Tag des offenen Denkmals: Von der kurfürstlichen Getreidemühle zum Museum

Tag des offenen Denkmals : Von der kurfürstlichen Getreidemühle zum Museum

Gläserne Kunstwerke und eine historische Fotoausstellung gab es zum „Tag des offenen Denkmals“ im Glasmalerei-Museum in Linnich zu sehen. Außerdem wurden Workshops zum Thema Glas angeboten, in denen zum Beispiel Brettspiele oder Collagen gebastelt wurden.
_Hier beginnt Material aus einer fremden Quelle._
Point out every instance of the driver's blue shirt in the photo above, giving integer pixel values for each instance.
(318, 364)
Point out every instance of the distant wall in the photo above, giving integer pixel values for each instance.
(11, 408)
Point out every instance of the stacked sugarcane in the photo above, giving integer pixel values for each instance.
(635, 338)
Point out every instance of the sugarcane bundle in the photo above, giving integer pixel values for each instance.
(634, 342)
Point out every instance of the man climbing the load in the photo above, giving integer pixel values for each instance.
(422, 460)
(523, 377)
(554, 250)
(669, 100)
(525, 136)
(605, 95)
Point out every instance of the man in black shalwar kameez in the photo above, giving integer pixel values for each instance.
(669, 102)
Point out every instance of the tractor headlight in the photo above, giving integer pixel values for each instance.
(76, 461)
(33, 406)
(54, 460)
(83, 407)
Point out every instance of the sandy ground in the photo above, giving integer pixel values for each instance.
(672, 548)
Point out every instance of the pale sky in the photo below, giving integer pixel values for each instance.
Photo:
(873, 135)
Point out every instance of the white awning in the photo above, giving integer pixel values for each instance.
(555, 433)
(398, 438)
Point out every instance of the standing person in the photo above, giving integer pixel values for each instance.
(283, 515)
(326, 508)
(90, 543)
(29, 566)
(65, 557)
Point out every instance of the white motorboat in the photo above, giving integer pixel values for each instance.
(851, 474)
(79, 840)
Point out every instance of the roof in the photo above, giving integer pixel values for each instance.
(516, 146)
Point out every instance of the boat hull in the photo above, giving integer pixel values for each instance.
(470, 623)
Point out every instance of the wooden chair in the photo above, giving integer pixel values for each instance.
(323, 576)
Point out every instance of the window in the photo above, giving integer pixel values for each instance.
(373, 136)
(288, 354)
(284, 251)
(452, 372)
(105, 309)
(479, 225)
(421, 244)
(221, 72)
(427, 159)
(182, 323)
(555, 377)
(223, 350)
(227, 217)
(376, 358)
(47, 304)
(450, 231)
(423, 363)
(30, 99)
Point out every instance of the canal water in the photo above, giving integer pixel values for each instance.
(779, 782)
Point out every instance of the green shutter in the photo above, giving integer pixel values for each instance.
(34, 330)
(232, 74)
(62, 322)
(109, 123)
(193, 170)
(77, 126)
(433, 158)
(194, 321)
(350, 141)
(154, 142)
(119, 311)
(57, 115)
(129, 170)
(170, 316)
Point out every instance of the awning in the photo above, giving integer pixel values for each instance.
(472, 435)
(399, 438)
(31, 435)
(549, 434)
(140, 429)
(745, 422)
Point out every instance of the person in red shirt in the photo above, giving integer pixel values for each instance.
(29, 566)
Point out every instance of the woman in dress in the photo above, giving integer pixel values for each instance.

„Es macht sehr viel Spaß, Sachen zu machen, die man sonst nicht machen kann, zum Beispiel mit Spiegeln.“ Das sagte die 12-jährige Katharina Storch, die auf Empfehlung einer befreundeten Familie am Workshop im Glasmalerei-Museum teilnahm – dieser war am „Tag des Offenen Denkmals“ kostenlos. Das ermöglichte die Initiative „Kulturrucksack NRW 2019“, die das Land gemeinsam mit Kommunen und Kultureinrichtungen auf den Weg gebracht hat. Jährlich stellt das Kulturministerium hierfür rund drei Millionen Euro zur Verfügung.

„Wir fertigen Brettspiele und Collagen aus Glas“, sagte Kunsthistorikerin Christina Haße, die freiberuflich im Glasmalerei-Museum tätig ist und den Workshop leitete. Auf Glas gemalt wird mit Glasmalfarben, die als Spielsteine dienenden Collagen werden mit Mosaikkleber geklebt.

Zeitgleich führte Kunsthistorikerin Britta Engelhardt durch die Ausstellung der gläsernen Kunstwerke und abschließend durch die Fotoausstellung von Stefan Johnen. Letztere zeichnet die Entwicklung des Museums von der kurfürstlichen Getreidemühle 1608 zu einem für seine Architektur preisgekrönten Gebäude nach, das am Samstag, 29. November 1997, als Glasmalerei-Museum seine Pforten öffnete. Die Stadt Linnich kaufte die alte Mühle 1983 auf, 1994 begannen die Umbauarbeiten zum Museum.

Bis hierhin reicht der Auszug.